Took two days off due to fatigue but it paid off as I ran a PB for 10k. Splits of 15:58/16:02. Does my time count as sub 32?
Monday: 14km easy (14)
Tuesday: 1000 – 8×200 off 30s – 1000 – 3×400 off 30s – 1000 – 8×200 off 30s: 3:03 – 33 average – 3:04 – 68 average-3:00 – 33 average (21)
Wednesday: ran home + loop round park, easy pace (17)
Thursday: easy run, 4km barefoot on track (18)
Friday: Rest (0)
Saturday: Rest (0)
Sunday: Bristol 10k, 40th in 32:00 PB (11)
Week total: 81km
Took it easy for a few days after the half marathon. A good session on Thursday. Didn’t feel 100% rested and fresh for the 10k on Sunday but pleased with my time anyway.
Monday: 16km easy (16)
Tuesday: 20km easy (20)
Wednesday: 16km easy (16)
Thursday: 10×100 strides,4×800 off 300, 4×400 off 200: 2:25/26/23/22, 66/66/65/65 (18)
Friday: 16km easy (16)
Saturday: 14km easy (14)
Sunday: Trafford 10k, 35th in 32:35. Windy. (18)
Week total: 118km
I don’t normally make resolutions, but I find that with running, having some clear goals really helps me stay focused.
Here’s what I want to have achieved by the time 2014 comes along:
8:45 for 3000m (1.50% improvement)
My current best is 8:53, set in June this year. A one second per lap improvement will see me achieve this one. Given where I was at the start of 2012 and where I am now I think this is possible. After my spring half marathon I will dedicate time to improving my speed, and do sessions of long reps at target pace (70 per lap) and hopefully this one should fall in June or July.
15:15 for 5000m/5km (1.72%)
I ran 15:32 twice this year, which is one second slower than my best time for the distance. If I beat this it is more likely to happen on the road, as I only get about 2 opportunities for a 5k track race every year. Last summer a friend set us a programme which involved running a high-volume session every week at 3k or 5k target pace, which seemed to really work for me. I plan to do the same sessions again but quicker. It all sounds so simple!
31:59 for 10km (1.18%)
Last week I set a PB of 32:22 after a good block of training. Now I want to run quicker. I can definitely manage this, if not in the spring then in the Autumn. I have a couple of races in mind where I will have a go.

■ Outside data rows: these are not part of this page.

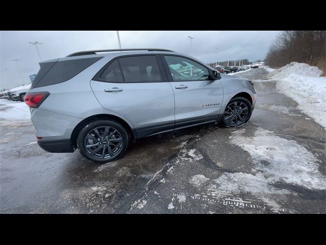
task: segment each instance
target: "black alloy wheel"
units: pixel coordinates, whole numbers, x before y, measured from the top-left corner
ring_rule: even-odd
[[[243,97],[231,100],[225,108],[222,121],[228,127],[241,126],[250,118],[252,112],[251,103]]]

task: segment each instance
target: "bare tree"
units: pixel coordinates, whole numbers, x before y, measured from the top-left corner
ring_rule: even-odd
[[[284,31],[270,45],[265,59],[274,68],[293,61],[317,66],[326,72],[326,31]]]

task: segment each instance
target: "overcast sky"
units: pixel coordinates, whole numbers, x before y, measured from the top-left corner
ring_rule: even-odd
[[[263,60],[278,32],[121,31],[119,33],[122,48],[167,48],[187,54],[190,54],[190,41],[187,37],[191,36],[194,38],[192,55],[209,63],[215,61],[216,54],[218,61]],[[77,51],[119,48],[116,31],[1,31],[0,35],[0,88],[11,88],[24,83],[16,62],[11,60],[20,60],[18,63],[24,83],[30,83],[29,76],[37,73],[40,59],[35,46],[29,42],[43,43],[38,46],[42,61],[65,57]],[[216,50],[216,47],[219,49]]]

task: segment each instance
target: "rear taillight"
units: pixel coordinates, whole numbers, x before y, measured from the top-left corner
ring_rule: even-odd
[[[34,92],[25,95],[25,103],[30,107],[37,108],[50,94],[48,92]]]

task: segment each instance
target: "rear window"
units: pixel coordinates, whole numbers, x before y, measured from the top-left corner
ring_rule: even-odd
[[[103,57],[88,58],[40,64],[32,87],[63,83],[85,70]]]

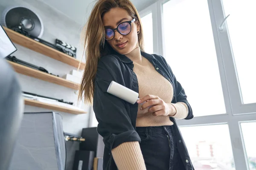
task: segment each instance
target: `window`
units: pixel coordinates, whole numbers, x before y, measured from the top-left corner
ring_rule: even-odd
[[[152,13],[141,18],[145,52],[153,54],[153,23]]]
[[[207,0],[163,5],[165,57],[195,116],[226,113]]]
[[[235,170],[227,125],[180,129],[196,170]]]
[[[256,1],[223,0],[244,104],[256,102]]]
[[[241,123],[242,133],[250,170],[256,170],[256,122]]]

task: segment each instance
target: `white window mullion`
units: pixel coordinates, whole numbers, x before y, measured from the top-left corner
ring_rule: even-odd
[[[158,0],[156,3],[156,18],[154,24],[156,25],[156,31],[154,32],[157,36],[158,54],[165,57],[164,37],[163,36],[163,1]],[[154,20],[153,20],[154,23]]]
[[[222,61],[221,63],[219,62],[219,64],[223,64],[224,68],[224,71],[226,74],[225,81],[227,83],[229,92],[229,99],[233,113],[234,114],[256,113],[256,103],[243,104],[242,102],[238,76],[226,23],[223,25],[223,30],[221,31],[219,30],[221,23],[229,14],[224,14],[221,0],[208,0],[208,2],[213,8],[212,10],[215,20],[215,27],[214,29],[215,30],[215,32],[217,34],[216,36],[215,35],[215,38],[218,38],[215,41],[215,44],[219,44],[219,52],[222,56]],[[232,16],[229,17],[232,17]],[[228,18],[227,20],[228,19]],[[228,91],[227,90],[225,91]]]
[[[234,162],[236,170],[250,169],[248,167],[245,148],[242,138],[241,127],[239,122],[231,119],[228,122],[230,135],[231,139]]]
[[[226,75],[225,65],[223,61],[223,56],[221,54],[221,46],[218,34],[218,28],[219,25],[217,21],[218,18],[216,18],[215,15],[215,13],[223,13],[223,11],[221,8],[219,8],[218,6],[215,5],[215,3],[216,3],[216,1],[217,0],[215,0],[213,1],[212,0],[208,0],[208,3],[226,110],[228,114],[232,114],[233,112],[230,98],[230,93],[229,91],[227,79],[227,76]],[[216,107],[218,107],[218,106],[216,106]]]

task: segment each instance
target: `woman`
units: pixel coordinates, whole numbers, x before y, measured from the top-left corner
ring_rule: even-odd
[[[128,0],[98,0],[85,28],[79,97],[93,98],[105,144],[103,169],[193,169],[174,119],[192,119],[191,108],[164,58],[144,52],[134,6]],[[140,99],[131,105],[107,93],[112,81]]]

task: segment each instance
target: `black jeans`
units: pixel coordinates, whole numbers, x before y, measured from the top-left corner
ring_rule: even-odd
[[[172,126],[137,127],[147,170],[183,170]]]

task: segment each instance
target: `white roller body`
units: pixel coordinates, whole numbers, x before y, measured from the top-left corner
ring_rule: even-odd
[[[132,104],[135,103],[139,94],[125,86],[112,81],[110,83],[108,92]]]

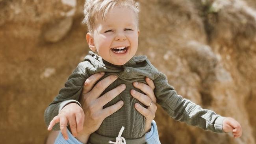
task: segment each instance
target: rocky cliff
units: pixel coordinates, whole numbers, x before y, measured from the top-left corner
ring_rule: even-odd
[[[241,122],[234,139],[176,122],[159,107],[163,144],[255,144],[256,2],[140,0],[138,55],[184,97]],[[43,113],[87,53],[83,0],[0,0],[0,135],[43,144]]]

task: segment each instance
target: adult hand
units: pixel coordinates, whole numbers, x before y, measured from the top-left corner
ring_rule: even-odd
[[[146,118],[145,133],[150,131],[151,123],[156,116],[156,112],[157,109],[156,98],[154,93],[155,85],[153,81],[148,78],[146,78],[145,79],[148,85],[137,82],[135,82],[133,84],[135,87],[140,89],[146,95],[134,90],[131,90],[131,94],[134,98],[138,100],[145,105],[149,106],[147,108],[145,108],[138,103],[136,103],[135,105],[135,109]]]
[[[83,130],[78,133],[77,138],[86,143],[90,135],[98,129],[103,120],[122,107],[124,102],[120,101],[115,104],[103,109],[105,105],[123,91],[125,85],[122,84],[100,97],[103,91],[117,79],[115,76],[108,76],[96,82],[104,75],[100,72],[91,76],[84,83],[80,102],[85,114]]]

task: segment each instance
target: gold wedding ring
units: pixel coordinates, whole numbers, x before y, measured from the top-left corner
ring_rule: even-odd
[[[147,106],[148,107],[149,107],[151,106],[151,105],[152,105],[152,101],[151,101],[151,103],[150,103],[149,105],[148,106]]]

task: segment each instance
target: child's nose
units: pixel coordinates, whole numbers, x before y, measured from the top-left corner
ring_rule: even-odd
[[[126,39],[126,37],[123,33],[117,33],[115,37],[115,40],[116,41],[124,41]]]

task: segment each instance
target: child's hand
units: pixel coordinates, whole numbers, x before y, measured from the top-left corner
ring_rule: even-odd
[[[232,132],[234,138],[237,138],[242,135],[242,127],[240,124],[231,118],[226,118],[222,122],[223,131],[226,133]]]
[[[84,113],[83,109],[76,103],[70,103],[61,109],[59,114],[52,120],[48,127],[50,131],[53,126],[59,122],[60,131],[66,140],[69,138],[67,131],[68,122],[71,129],[72,134],[76,137],[77,133],[82,131],[83,127]]]

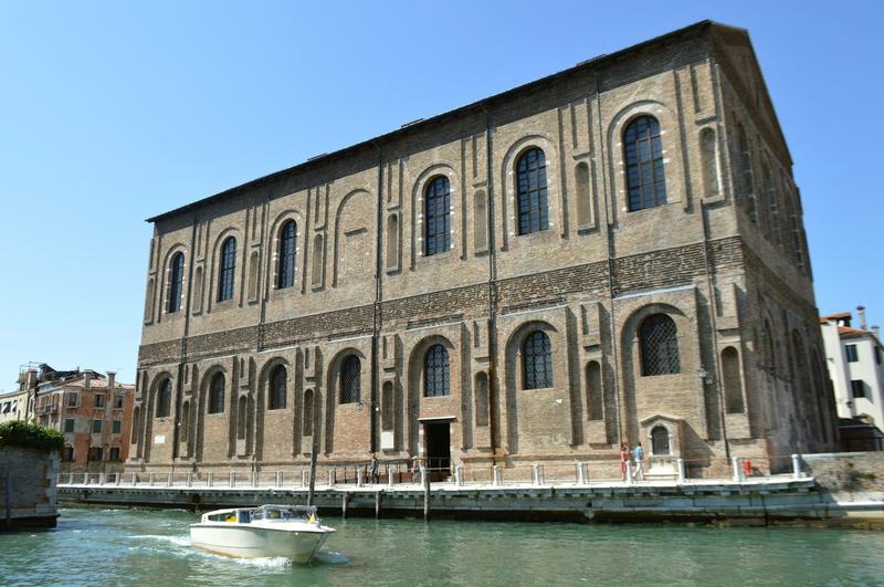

69:59 for half marathon (1.13%)
This one’s more likely to happen later in the year when I hope to run a half on a flat course. Of all the ones listed here it is the one I want the most, mainly because it starts with a different number and therefore automatically sounds more impressive. It’s 5:20 per mile or 3:19 per km. I managed 9 miles at that pace in September; now let’s see if I can do it for the full distance. My current PB is 70:47.
Note: I calculated the percentages after writing the post. It is interesting to see the difference between what I feel is more difficult and what the numbers actually say.